A real extensão do pacto é incerta, mas Pyongyang disse na semana passada que ele se escora na defesa mútua. “No caso de qualquer um dos dois lados ser colocado em estado de guerra por uma invasão armada de um Estado individual ou de vários Estados, o outro lado fornecerá assistência militar e outras assistências com todos os meios em sua posse”, disse comunicado da agência estatal de notícias.

Encontro entre Kim Jong-un e Vladimir Putin em Pyongyang, junho de 2024 (Foto: kremlin.ru)

O anúncio surge em um momento particularmente delicado da relação entre as duas Coreias, com tiros disparados na região de fronteira mais de uma vez, uma resposta militar de Seul após soldados norte-coreanos cruzarem a divisa. Considerando um cenário mais amplo, a Ásia é palco de outros importantes focos de tensão globais.

O principal foco de tensão é Taiwan, que luta para ter sua soberania reconhecida e irrita Beijing, que considera a ilha parte de seu território e ameaça usar força militar para a anexação. Mais uma crise protagonizada pela China é com as Filipinas, uma disputa territorial no Mar da China Meridional que pode escalar para um conflito envolvendo os EUA, com quem Manila tem um pacto de defesa mútua.

Alcance nuclear?

O pacto anunciado na semana passada potencialmente insere a Rússia nas disputas asiáticas, como a Coreia do Norte está inserida na guerra da Ucrânia. Hoje, Pyongyang fornece a Moscou armas para equipar as tropas russas no conflito europeu, enquanto o regime comunista passou a ter acesso a produtos sancionados, como cargas de petróleo em quantidades superiores às permitidas.

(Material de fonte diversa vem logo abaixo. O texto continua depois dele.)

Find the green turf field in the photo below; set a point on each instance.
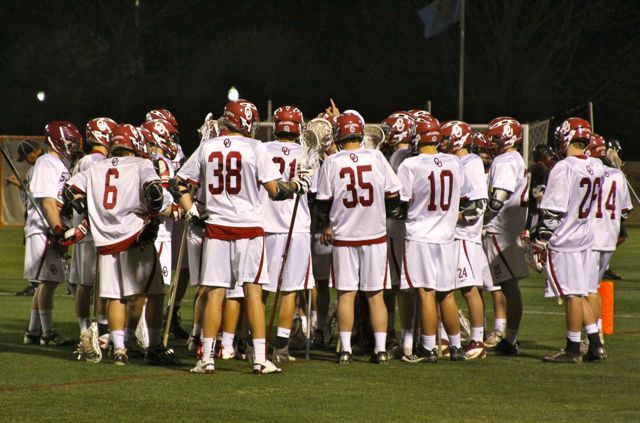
(38, 383)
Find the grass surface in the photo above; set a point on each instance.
(39, 383)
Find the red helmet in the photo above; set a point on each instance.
(98, 131)
(243, 116)
(288, 120)
(64, 138)
(455, 136)
(597, 146)
(503, 132)
(401, 128)
(571, 130)
(162, 114)
(164, 136)
(427, 132)
(128, 137)
(348, 126)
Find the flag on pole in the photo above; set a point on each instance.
(439, 15)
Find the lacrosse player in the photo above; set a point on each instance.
(505, 220)
(115, 194)
(43, 251)
(565, 232)
(354, 187)
(232, 168)
(473, 269)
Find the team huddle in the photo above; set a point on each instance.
(406, 212)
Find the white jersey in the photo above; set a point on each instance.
(231, 170)
(475, 188)
(431, 184)
(165, 170)
(357, 181)
(115, 199)
(572, 189)
(81, 165)
(277, 214)
(508, 172)
(47, 181)
(613, 200)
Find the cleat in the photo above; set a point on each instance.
(54, 339)
(344, 357)
(225, 353)
(120, 357)
(595, 354)
(473, 350)
(456, 354)
(204, 366)
(31, 338)
(563, 357)
(161, 356)
(493, 338)
(505, 348)
(265, 367)
(281, 355)
(381, 357)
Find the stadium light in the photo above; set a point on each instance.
(233, 94)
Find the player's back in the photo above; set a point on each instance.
(357, 180)
(572, 189)
(508, 172)
(613, 201)
(431, 183)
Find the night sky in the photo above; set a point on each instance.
(530, 60)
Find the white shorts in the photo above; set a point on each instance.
(53, 266)
(320, 259)
(570, 272)
(600, 262)
(360, 268)
(163, 249)
(229, 263)
(130, 272)
(194, 248)
(428, 265)
(473, 268)
(297, 273)
(395, 252)
(83, 264)
(505, 254)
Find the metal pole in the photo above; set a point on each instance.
(461, 73)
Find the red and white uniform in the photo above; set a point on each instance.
(230, 170)
(297, 274)
(431, 183)
(473, 268)
(83, 258)
(357, 181)
(115, 203)
(502, 243)
(573, 188)
(47, 181)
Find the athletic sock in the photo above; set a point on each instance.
(117, 337)
(428, 342)
(454, 340)
(34, 322)
(46, 320)
(477, 334)
(83, 322)
(345, 341)
(260, 349)
(381, 340)
(207, 347)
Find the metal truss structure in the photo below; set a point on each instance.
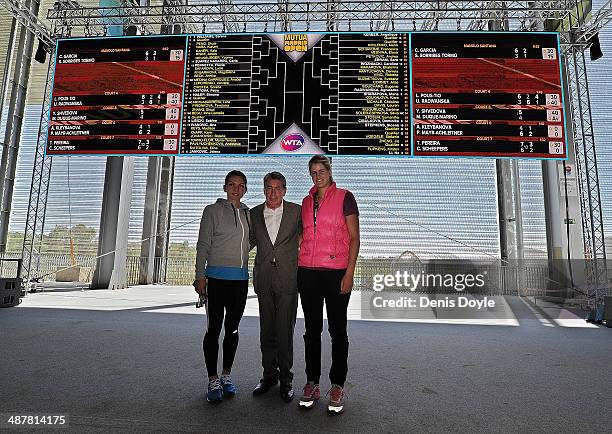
(70, 19)
(39, 191)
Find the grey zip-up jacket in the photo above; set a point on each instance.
(224, 237)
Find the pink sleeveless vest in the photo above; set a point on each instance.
(327, 244)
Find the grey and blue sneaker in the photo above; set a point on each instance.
(229, 388)
(215, 391)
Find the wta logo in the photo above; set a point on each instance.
(292, 142)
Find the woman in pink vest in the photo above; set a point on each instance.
(326, 266)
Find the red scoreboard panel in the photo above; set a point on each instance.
(117, 96)
(487, 95)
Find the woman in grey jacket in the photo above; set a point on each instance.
(222, 278)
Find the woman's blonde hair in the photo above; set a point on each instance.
(321, 159)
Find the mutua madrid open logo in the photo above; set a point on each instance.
(292, 142)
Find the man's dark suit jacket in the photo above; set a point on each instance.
(284, 251)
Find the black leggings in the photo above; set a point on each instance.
(315, 287)
(231, 296)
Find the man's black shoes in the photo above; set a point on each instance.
(286, 391)
(263, 386)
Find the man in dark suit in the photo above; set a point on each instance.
(276, 228)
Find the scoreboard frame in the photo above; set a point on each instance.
(411, 114)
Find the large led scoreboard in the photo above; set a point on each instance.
(407, 94)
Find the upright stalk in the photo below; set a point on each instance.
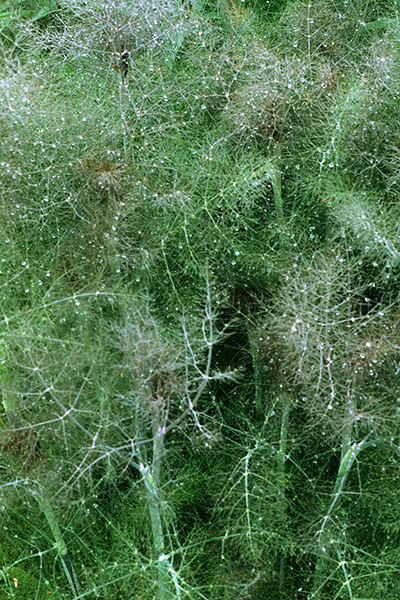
(322, 565)
(281, 472)
(167, 586)
(277, 183)
(61, 546)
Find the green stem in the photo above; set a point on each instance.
(61, 546)
(321, 568)
(277, 184)
(281, 471)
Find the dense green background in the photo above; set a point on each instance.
(199, 307)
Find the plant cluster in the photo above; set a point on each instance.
(199, 341)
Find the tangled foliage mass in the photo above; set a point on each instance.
(199, 307)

Com o acordo firmado entre os líderes Vladimir Putin e Kim Jong-un, Campbell diz temer que a colaboração se estenda ao setor nuclear, adicionando um ingrediente perigoso a um caldeirão que ferve na vizinhança da China.

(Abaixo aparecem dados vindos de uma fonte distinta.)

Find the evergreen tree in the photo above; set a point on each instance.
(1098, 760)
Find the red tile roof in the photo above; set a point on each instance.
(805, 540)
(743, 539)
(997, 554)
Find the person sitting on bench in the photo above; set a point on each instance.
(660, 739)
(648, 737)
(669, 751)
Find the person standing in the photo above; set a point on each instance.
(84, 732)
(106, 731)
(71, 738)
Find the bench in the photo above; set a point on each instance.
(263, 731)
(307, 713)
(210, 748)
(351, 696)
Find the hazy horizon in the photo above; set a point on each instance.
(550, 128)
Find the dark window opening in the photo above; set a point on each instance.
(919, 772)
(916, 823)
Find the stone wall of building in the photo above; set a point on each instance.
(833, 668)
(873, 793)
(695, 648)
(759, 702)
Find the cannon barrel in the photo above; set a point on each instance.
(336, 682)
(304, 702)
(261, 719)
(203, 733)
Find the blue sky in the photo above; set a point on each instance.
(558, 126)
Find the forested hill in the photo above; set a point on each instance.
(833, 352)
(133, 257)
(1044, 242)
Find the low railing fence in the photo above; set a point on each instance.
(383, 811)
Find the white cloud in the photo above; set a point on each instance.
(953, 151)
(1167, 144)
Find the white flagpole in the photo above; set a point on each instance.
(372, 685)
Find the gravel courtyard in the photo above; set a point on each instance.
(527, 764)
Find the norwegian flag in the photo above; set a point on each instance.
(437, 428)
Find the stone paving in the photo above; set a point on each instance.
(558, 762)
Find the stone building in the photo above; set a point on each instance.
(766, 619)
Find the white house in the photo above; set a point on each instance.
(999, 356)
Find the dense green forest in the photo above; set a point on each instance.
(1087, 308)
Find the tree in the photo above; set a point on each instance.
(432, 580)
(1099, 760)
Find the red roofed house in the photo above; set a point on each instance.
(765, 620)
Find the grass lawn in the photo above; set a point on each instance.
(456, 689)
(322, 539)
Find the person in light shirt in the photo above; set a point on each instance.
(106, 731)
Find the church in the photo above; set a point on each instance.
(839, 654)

“Acreditamos que há discussões sobre o que a Coreia do Norte receberia em troca, oque poderia estar associado aos seus planos de desenvolvimento de mísseis nucleares e de longo alcance”, declarou a autoridade norte-americana.

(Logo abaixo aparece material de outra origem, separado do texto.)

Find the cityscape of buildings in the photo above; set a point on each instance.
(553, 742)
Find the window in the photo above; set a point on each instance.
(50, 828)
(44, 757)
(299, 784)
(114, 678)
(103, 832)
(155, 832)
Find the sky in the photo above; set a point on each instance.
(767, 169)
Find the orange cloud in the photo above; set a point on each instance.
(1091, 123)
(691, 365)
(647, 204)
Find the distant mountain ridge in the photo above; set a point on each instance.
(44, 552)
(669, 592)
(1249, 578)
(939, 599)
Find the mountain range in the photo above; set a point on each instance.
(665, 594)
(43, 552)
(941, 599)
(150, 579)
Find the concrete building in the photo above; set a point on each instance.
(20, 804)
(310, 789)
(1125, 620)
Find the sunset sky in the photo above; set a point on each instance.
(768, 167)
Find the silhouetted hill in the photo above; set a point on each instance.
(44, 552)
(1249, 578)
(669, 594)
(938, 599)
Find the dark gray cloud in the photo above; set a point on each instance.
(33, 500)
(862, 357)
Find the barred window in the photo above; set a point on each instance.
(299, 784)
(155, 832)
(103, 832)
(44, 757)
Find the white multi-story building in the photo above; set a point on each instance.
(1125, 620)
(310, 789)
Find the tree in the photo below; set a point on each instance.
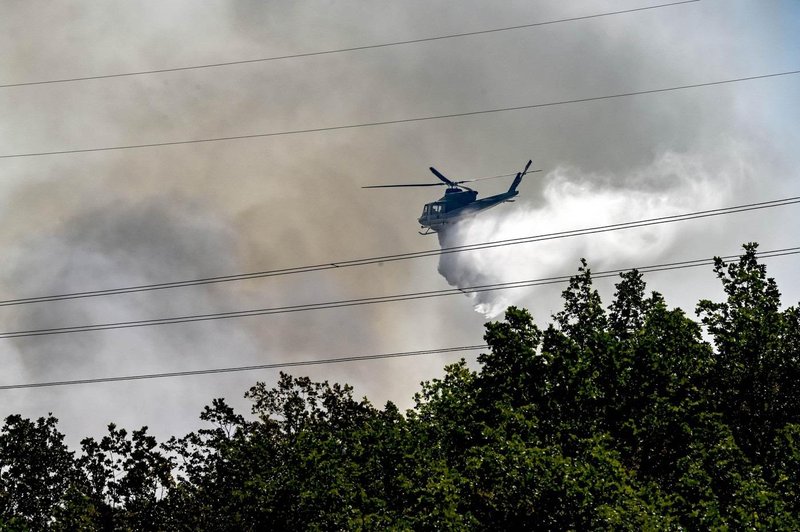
(37, 471)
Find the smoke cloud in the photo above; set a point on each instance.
(570, 199)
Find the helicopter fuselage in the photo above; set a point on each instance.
(457, 204)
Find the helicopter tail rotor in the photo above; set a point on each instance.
(518, 179)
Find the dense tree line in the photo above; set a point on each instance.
(623, 417)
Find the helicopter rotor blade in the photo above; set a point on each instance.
(442, 177)
(406, 185)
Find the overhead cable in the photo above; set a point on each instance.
(400, 120)
(410, 255)
(342, 50)
(374, 300)
(276, 365)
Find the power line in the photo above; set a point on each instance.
(372, 300)
(277, 365)
(341, 50)
(398, 121)
(407, 256)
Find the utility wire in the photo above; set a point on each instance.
(276, 365)
(399, 121)
(374, 300)
(411, 255)
(342, 50)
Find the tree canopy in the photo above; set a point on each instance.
(618, 417)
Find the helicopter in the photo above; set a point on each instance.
(459, 201)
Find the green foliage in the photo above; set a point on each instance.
(609, 418)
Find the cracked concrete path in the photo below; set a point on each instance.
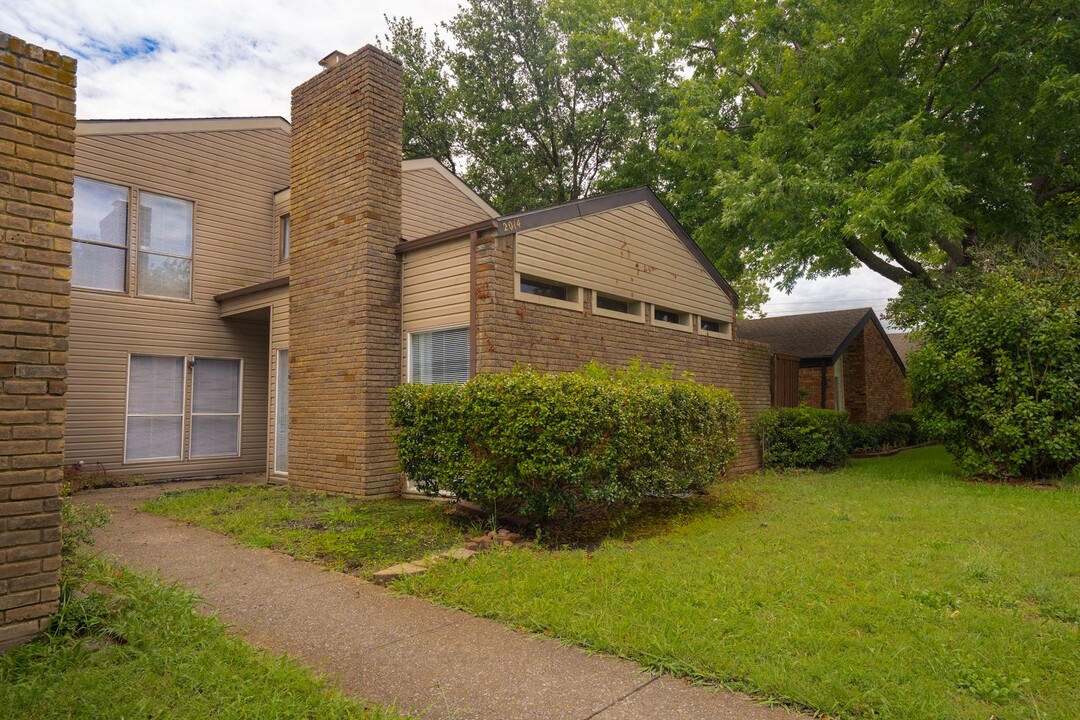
(430, 661)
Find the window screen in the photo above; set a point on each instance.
(154, 408)
(440, 356)
(215, 408)
(164, 244)
(99, 231)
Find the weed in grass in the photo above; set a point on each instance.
(134, 648)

A China há muito defende a desnuclearização da Península Coreana, posição apoiada pelos Estados Unidos e seus aliados. Embora a Coreia do Norte tenha concordado em certos contextos, inclusive com uma declaração conjunta assinada por Kim Jong-un e Donald Trump em 2018, no ano passado o país inseriu as armas nucleares em sua Constituição e declarou tal status como “irreversível”.

Relacionamento em crise

A relação entre Pyongyang e Beijing já dava sinais de estremecimento. Em maio, o primeiro-ministro chinês, Li Qiang, esteve em Seul para um encontro com os líderes de Japão e Coreia do Sul, diálogo trilateral que não ocorria há quase cinco anos. Ignorando a iniciativa diplomática, a Coreia do Norte lançou ao mesmo tempo um satélite espião que explodiu após a decolagem, e o momento foi considerado inadequado pela China.

“No último ano, as relações entre a Coreia do Norte e a China esfriaram, marcando a primeira vez em anos que sinais de problemas surgiram abertamente”, escreveu Rachel Minyoung Lee, observadora da Coreia do Norte e membro sênior do Stimson Center, blog de Washington especializado no tema.

Jean Lee, jornalista especializada em Coreias, também avaliou que os recentes acontecimentos sinalizam desgaste em uma relação que há muito tempo ambos os lados afirmam ser “tão próxima quanto lábios e dentes.” Segundo ela, “parece que essas fissuras podem se ampliar com apenas um pouco de pressão.”